Abstract: Bit-interleaved coded modulation (BICM) was introduced in 1992 as a new coded modulation (CM) scheme particularly well suited for fading channels and is nowadays considered the de facto CM scheme in wireless standards (HSPA, IEEE 802.11a/g/n, DVB-T2/S2/C2, etc.). A typical BICM configuration is based on a convolutional code, a single bit-level interleaver (S-interleavers), and an equally spaced quadrature amplitude modulation (QAM) input alphabet. In this thesis, we investigate the design of these three building blocks and show that traditional configurations are suboptimal. The main contribution of this thesis is to formally study the design of BICM systems in fading and nonfading channels and to propose new BICM designs. First, the use of multiple interleavers (M-interleavers) in BICM and BICM with iterative decoding (BICM-ID) is formally studied. For BICM, equally spaced QAM input alphabets labeled by the binary reflected Gray code are analyzed. Analytical bounds on the bit error rate (BER) are developed and based on these bounds, the optimum interleaver design is presented. It is shown that in both BICM and BICM-ID, M-interleavers outperform S-interleavers.
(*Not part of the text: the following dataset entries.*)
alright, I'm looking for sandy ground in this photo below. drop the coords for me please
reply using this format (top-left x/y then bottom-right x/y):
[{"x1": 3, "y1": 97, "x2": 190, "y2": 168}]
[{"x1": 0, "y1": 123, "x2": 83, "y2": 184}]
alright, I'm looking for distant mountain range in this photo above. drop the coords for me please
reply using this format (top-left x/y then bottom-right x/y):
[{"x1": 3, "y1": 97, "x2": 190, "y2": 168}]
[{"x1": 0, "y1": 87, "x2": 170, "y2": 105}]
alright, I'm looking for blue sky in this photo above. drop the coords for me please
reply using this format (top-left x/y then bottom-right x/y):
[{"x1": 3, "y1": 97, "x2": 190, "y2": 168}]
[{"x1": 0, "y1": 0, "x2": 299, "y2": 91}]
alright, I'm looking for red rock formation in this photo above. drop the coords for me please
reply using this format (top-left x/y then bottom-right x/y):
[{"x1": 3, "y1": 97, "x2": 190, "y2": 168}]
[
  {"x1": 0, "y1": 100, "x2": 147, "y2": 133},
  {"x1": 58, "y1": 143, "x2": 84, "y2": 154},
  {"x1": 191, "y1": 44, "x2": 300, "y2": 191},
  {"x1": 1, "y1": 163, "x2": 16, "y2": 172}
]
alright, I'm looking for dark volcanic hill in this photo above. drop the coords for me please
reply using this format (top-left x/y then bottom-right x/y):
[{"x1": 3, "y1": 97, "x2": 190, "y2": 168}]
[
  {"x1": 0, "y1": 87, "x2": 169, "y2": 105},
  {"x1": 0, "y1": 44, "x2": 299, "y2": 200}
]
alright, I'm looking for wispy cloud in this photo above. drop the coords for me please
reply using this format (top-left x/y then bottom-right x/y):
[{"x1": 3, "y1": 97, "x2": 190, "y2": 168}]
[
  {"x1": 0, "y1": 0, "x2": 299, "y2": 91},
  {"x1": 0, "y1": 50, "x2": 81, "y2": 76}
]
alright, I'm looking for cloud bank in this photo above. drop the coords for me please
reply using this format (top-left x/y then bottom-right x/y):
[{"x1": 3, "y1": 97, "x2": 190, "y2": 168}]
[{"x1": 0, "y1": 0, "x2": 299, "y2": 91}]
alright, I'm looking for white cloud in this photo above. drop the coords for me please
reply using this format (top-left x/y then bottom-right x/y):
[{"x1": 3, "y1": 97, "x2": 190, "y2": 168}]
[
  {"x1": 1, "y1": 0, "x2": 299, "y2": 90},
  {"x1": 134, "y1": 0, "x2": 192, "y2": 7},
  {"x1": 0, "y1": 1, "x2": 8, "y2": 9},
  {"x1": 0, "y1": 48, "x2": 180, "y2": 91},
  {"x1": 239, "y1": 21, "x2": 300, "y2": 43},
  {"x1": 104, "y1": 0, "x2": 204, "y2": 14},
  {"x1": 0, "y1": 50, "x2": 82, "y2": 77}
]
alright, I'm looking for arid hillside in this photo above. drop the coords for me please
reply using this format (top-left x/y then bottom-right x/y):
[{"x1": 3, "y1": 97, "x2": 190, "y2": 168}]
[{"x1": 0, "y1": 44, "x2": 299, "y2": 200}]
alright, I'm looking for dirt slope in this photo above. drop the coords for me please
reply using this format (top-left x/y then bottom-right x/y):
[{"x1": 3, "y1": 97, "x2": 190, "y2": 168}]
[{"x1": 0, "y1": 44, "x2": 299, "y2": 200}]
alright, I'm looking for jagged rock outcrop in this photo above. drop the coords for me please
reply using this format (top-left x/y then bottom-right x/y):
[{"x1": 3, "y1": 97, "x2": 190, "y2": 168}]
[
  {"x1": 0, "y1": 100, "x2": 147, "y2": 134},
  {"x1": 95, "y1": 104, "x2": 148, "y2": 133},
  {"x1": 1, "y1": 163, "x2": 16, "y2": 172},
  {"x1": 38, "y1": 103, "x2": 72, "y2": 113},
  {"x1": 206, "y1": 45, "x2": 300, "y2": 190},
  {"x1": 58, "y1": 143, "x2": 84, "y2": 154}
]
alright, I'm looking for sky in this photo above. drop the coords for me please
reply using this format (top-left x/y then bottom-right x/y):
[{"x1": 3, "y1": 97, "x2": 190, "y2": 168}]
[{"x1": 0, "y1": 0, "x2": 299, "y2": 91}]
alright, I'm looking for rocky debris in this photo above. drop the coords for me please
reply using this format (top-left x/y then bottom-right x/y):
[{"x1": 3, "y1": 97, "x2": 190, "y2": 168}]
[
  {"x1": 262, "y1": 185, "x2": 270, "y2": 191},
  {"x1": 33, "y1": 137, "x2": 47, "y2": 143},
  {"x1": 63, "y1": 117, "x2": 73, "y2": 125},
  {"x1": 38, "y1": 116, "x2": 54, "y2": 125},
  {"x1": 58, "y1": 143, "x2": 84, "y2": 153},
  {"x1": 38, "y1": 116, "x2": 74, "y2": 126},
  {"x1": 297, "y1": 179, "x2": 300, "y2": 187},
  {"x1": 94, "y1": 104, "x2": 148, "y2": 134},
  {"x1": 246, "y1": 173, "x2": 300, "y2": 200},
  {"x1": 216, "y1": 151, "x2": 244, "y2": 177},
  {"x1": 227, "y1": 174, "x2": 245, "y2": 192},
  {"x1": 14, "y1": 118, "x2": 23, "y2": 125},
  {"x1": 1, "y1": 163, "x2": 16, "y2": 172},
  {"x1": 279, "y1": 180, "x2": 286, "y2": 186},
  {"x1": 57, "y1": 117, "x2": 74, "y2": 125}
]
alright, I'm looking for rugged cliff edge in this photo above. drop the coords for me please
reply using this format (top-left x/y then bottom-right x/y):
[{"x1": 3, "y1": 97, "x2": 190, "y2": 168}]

Furthermore, the asymptotical optimality of BICM-ID with M-interleavers over BICM-ID with S-interleavers is proven. It is also shown that the use of M-interleaver redefines the optimality of the codes used in BICM and BICM-ID. The selection of these optimal codes is also studied in this thesis. A new BICM scheme based on nonequally spaced (hierarchical) QAM input alphabets, a bit-level multiplexer, and M-interleavers is also proposed in this thesis. It is shown that this new scheme outperforms previous BICM designs in fading and nonfading channels. Analytical bounds on the BER are developed and used to optimize the design of the system. The results show that, compared to traditional BICM designs, gains of a few decibels can be obtained. Finally, we study the use of BICM when the interleaver takes a trivial form (BICM-T), i.e., when it does not interleave the bits at all. An analytical model based on a new type of distance spectrum for convolutional codes is developed. This model is used to explain why BICM-T offers considerable gains compared to previous BICM configurations. It is also shown that properly designed BICM-T systems can be asymptotically as good as TCM.